令和ちゃんと平成くん~新たな時代、創りあげます~

阿弥陀乃トンマージ

第9話(2) 源くんと平くん

「ああ……」

「止めに入った方が良いのでは 」

「そうだな」

 令和と平成は男性たちの間に割って入る。

「ちょ、ちょっと! こんなところで言い争うのはやめた方が!」

「うん?」

 立派な兜を被り、見事な甲冑を身に纏った男性が不思議そうに令和を見つめる。

「なんだ?」

 烏帽子を被り、紅色の狩衣を着た男性も怪訝そうに令和に視線を向ける。

「あ、争いはやめて下さい!」

「こやつが悪いのだ!」

 甲冑姿の男性が狩衣姿の男性を指差す。

「そなたが絡んできたのだろう!」

 狩衣姿の男性が言い返す。

「なんだと 」

「なんだ?」

「ああ……また……」

 令和が戸惑う。その脇で平成がため息交じりに呟く。

「はあ……お二方……『喧嘩するほど仲が良い』とはよく言いますが……」

「だ、誰が仲良いのだ! 平成!」

「聞き捨てならんな! 平成!」

「え  お知り合いの方々ですか?」

 令和が平成に尋ねる。

「……今日、紹介しようと思った方々だよ。時管局古代課の『げん』くんと『ぺい』くんだ」

「ええっ 」

「いつものやつ、お願い出来る? さん、はい!」

 平成が促すと、甲冑姿の男性が声を上げる。

「わーれの名前は『源氏』♪」

 次いで狩衣姿の男性が声を上げる。

「わーれの名前は『平家』♪」

「「両家合わせて『源平げんぺい』だ♪」」

「君と僕とで『源平』だ♪ ……あれ?」

「「あれ?じゃない!」」

 源と平は平成に向かって揃って突っ込む。

「なんだよ、ノリ悪いな~」

「やかましい!」

「おかしなネタを仕込みよって!」

「仕込んだ?」

「酒の席で繰り返し歌ってもらっていたら、条件反射的に歌うようになったんだよ」

 令和の問いに平成は答える。

「は、はあ……」

「面白いだろう?」

「素面の時にやってもさっぱり面白くないわ!」

「大体、酒の席でも笑っているのいつもお主だけではないか!」

「まあ、それは多少否めないかな……」

 平成は苦笑する。
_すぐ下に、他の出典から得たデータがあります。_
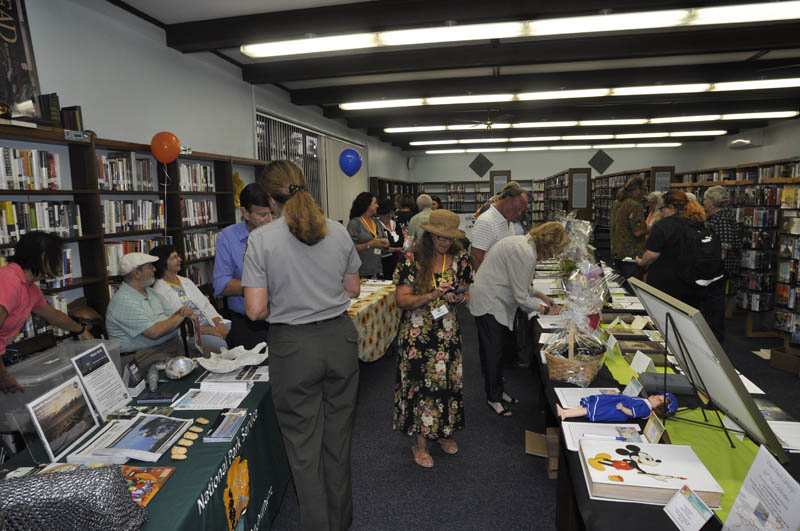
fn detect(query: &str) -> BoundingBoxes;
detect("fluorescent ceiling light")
[511,120,578,129]
[650,114,722,124]
[611,83,711,96]
[580,118,647,127]
[239,33,380,57]
[378,22,528,46]
[511,136,561,142]
[458,138,508,144]
[722,111,800,120]
[408,140,458,146]
[517,89,611,101]
[561,135,614,140]
[531,9,689,37]
[383,125,447,133]
[244,1,800,58]
[711,77,800,92]
[669,129,728,136]
[614,133,669,139]
[592,144,636,149]
[636,142,683,148]
[425,94,514,105]
[339,98,425,111]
令和は額を抑えながら話す。

「えっと……状況を整理させてもらっても良いですか? お二方も時代なのですね?」

「ああ、我が源だ」

「我が平である」

「別々の方々が一つの時代を担っているのですか?」

「結構珍しいパターンではあるな。一緒の時もあるが……」

「一緒の時もある?」

「しゅっちゅう融合と分裂を繰り返しているんだよ」

「なんですかそれ……」

 平成の説明に令和が戸惑う。

「なんですかと言われてもな」

「そういうものなのだから仕方がない」

 源と平が令和に対して答える。令和は思わず口元を抑えて呟く。

「え、ちょっと待って下さい、怖……」

「こ、怖いとはなんだ!」

「そ、その視線をやめろ!」

 令和の恐れをはらんだ視線を浴びて源と平は慌てる。

「平成! この女はなんだ!」

「見ない顔だが?」

「期待のニューフェースですよ。令和ちゃん、挨拶」

「あ、令和と申します。初めまして、よろしくお願いします……」

 平成に促され、令和は頭を下げる。

「ほう……」

「噂の新しい時代か……」

 源と平は頷く。

「まあ、見ての通り今日は分裂状態ってわけだ」

「わけだって……」

「で? 今回の喧嘩の原因は?」

「ふん、こいつがお高く止まっているからだ」

 平成の問いに対し、源が平を指差す。平成が首を傾げる。

「お高く止まっている?」

「我らは武士だ! それがなんだ、この公家かぶれした恰好は……」

 源が再び指し示す。平は手に持った扇をひらひらとさせながら笑う。

「かぶれではなく、実際に官位も授かっているわけだからな。おかしなことではない」

「……確かに、『平正盛たいらのまさもり』が白河上皇の信頼を勝ち取り、その子である『平忠盛たいらのただもり』は武士として異例の正四位に昇り、『殿上人てんじょうびと』としての地位を確立しました」

「ほう、よく知っておるではないか」

 令和の言葉に平は満足そうに頷く。令和は話を続ける。

「忠盛の子、『平清盛たいらのきよもり』は従一位・太政大臣にまで昇り、『平家』一門は栄華を極めます」

「……盛多いな! 『マル・マル・モリ・モリ』かよ!」

「盛という字は平家というか、平氏の通字ですから」

「通字?」

「実名に先祖代々伝えてつける文字のことです。平氏の場合はそれが盛です」

「まだまだいるぞ。重盛、知盛、敦盛……」

「盛でゲシュタルト崩壊を起こしそうだ!」

 平の補足に平成は頭を抱える。源が笑う。

「おい、宗盛や維盛はどうした?」

「ふん……大体だな、貴様の恰好の方がおかしいだろう。鎧兜をつけて戦にでも赴くつもりか? 近衛の服装ならば、『束帯』が正しい」

「……束帯とは律令制で定められた男子の朝服です」

 首を傾げている平成に令和が説明する。源が胸を張る。

「ふん! いつ何時でも変事に備えられるようにするためだ! こういった姿勢を見せておくと、それこそ頼りにされるというもの!」

「頼は源氏の通字です。『源頼朝みなもとのよりとも』が有名ですね」

「まだまだいるぞ! 頼義、範頼、頼家……」

「頼の字が迫ってくる!」

 平成は再び頭を抱える。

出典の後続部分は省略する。